All the cells present in the body contain genes and an approach targeted to modulate the expression of genes is known as gene therapy. This novel approach has emerged by the end of 20^th century and comes up with a promise of treating a large number of genetic disorders by ultimately modifying the gene expression (Jin et al, 2008). The two forms of gene therapy are somatic and germ line.
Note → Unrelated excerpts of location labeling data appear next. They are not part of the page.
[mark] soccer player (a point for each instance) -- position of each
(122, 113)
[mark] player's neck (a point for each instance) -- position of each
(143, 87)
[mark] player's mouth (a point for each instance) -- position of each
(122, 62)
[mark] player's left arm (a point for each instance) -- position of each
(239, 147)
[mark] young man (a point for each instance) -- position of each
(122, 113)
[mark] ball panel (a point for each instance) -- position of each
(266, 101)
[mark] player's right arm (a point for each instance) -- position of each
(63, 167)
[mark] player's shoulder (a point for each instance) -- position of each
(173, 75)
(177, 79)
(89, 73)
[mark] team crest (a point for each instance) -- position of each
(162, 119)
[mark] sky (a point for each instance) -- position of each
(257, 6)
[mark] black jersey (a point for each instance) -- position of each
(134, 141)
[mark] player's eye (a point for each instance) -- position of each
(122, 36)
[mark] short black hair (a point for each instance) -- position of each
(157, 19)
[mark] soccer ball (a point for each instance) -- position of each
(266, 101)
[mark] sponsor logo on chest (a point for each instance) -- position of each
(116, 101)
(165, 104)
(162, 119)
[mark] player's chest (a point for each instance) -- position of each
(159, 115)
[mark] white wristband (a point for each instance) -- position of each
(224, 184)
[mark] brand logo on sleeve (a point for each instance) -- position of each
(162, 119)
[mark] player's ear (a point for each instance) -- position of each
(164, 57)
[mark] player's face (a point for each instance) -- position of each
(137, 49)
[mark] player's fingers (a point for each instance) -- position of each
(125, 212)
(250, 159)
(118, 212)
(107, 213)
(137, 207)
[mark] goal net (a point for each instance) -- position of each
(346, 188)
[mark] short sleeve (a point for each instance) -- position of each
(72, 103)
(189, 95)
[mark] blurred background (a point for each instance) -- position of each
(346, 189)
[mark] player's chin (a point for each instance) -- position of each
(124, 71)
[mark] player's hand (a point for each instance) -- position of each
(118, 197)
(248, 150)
Somatic gene therapy: During this therapeutic approach, the genetic diseases are treated by inserting recombinant genes into non-reproductive or somatic cells. This kind of approach is limited to the patient and does not get transmitted to the future generations of. A normal copy of the malfunctioning gene is inserted into the mutant cells due to which an improvement in the disease phenotype is observed (Dorin, 1996). In the recent past, this technique has been found to be successful in case of familial hypercholesterolaemia and adenosine deaminase deficiency. For treating these disorders hepatocytes and T cells have been used for gene transfer respectively (Dorin, 1996). It has also shown significant success in case of cystic fibrosis and cancer. Various vehicles, like viral and non viral vectors help in the introduction of the genetic material into the mutated cells (Elias and Annas, N.D). This therapeutic approach is categorized into three sections:

• ex vivo - The genetic engineering of the cell is done outside the body and finally the cells are returned to the body. (Ex: blood cells)
• in situ - The cells of the affected tissues are directly transfected with vectors carrying genetic material. (Ex. Tissues of the respiratory tract)
• in vivo - The vector is directly injected into the blood stream and this method is still in the developmental stages (Anderson, N.D).

However this approach produces short term results as the tissues die and get replaced with other cells.